Some of the lyrics from the song, "In the Light". DC Talk's version of it woke me up this morning on my radio alarm clock. It was a timely and poignant reminder, for I do have times when I despise my behavior and realize that there are things in me that are weak or dark or dirty. I've always been and still am a man who needs a Savior. Thank God I have one in Jesus Christ. I don't know where I'd be without Him, if He hadn't graciously stepped into my life at an early age.

Part of the challenge in being in a long relationship is not being lax with the familiarity. As someone who follows Jesus and experiences His friendship, I've often fallen into the trap of losing sight of how spiritually bankrupt I would be without His presence in my life. I'm thankful for the reminder tonight as I went to the 7 p.m. Illuminate service at Overlake Christian Church.
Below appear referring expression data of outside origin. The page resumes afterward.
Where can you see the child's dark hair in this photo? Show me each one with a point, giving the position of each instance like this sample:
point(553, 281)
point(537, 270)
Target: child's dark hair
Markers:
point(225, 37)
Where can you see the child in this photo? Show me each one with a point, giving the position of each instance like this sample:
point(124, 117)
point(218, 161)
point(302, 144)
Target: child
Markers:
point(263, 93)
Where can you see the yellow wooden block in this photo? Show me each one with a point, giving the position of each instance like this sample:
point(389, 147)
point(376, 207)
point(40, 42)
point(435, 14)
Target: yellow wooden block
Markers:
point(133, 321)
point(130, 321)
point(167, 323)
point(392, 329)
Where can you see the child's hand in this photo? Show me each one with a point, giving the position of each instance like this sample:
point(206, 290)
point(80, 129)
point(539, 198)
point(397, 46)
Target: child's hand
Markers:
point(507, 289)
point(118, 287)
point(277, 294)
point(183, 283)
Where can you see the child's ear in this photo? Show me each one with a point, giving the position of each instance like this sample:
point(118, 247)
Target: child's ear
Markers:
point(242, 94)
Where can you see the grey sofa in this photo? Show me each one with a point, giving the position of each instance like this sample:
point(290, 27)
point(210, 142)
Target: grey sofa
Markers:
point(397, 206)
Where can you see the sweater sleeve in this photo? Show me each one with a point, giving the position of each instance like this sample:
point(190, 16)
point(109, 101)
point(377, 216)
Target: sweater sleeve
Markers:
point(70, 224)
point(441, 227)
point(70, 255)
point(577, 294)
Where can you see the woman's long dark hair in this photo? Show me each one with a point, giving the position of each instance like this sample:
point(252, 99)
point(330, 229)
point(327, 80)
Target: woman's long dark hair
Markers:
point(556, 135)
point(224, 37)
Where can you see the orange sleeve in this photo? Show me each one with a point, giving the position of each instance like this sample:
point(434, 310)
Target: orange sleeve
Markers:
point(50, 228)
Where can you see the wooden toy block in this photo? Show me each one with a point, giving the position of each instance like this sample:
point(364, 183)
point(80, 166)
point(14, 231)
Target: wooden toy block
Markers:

I love Pastor Mike. He's passionate about Jesus and such a gifted communicator, and God has used him to bless me so much since I've attended Overlake last fall. In his sermon tonight, Mike preached on Luke 11:1-11, where Jesus taught His disciples how to pray. While prayer can be intimate conversation with God, I was reminded that another approach in prayer is great humility with shameless persistence. To "ask, seek and knock" with urgency and desperation, knowing that I am bankrupt without God's provision- be it spiritual, moral, physical, emotional, etc. As Pastor Mike expounded on that section of the Word, I felt the Holy Spirit drop that truth into my soul. It's what I needed to hear, and I am strengthened and encouraged by it.

"Lord, You are the Holy One and my Great Provider. I ask Your forgiveness for my recent stumblings, for not drawing close to Your Spirit and instead choosing my own way. I am bankrupt without You. I ask that You lead and open up opportunities for me to connect with men and women who love You and seek hard after You, that I would not be alone on this often lonely journey. Thank You for Your grace and Your gentle and strong love. Thank You for Your Son, Jesus, for I am a man in need of a Savior. In His Name I pray, Amen".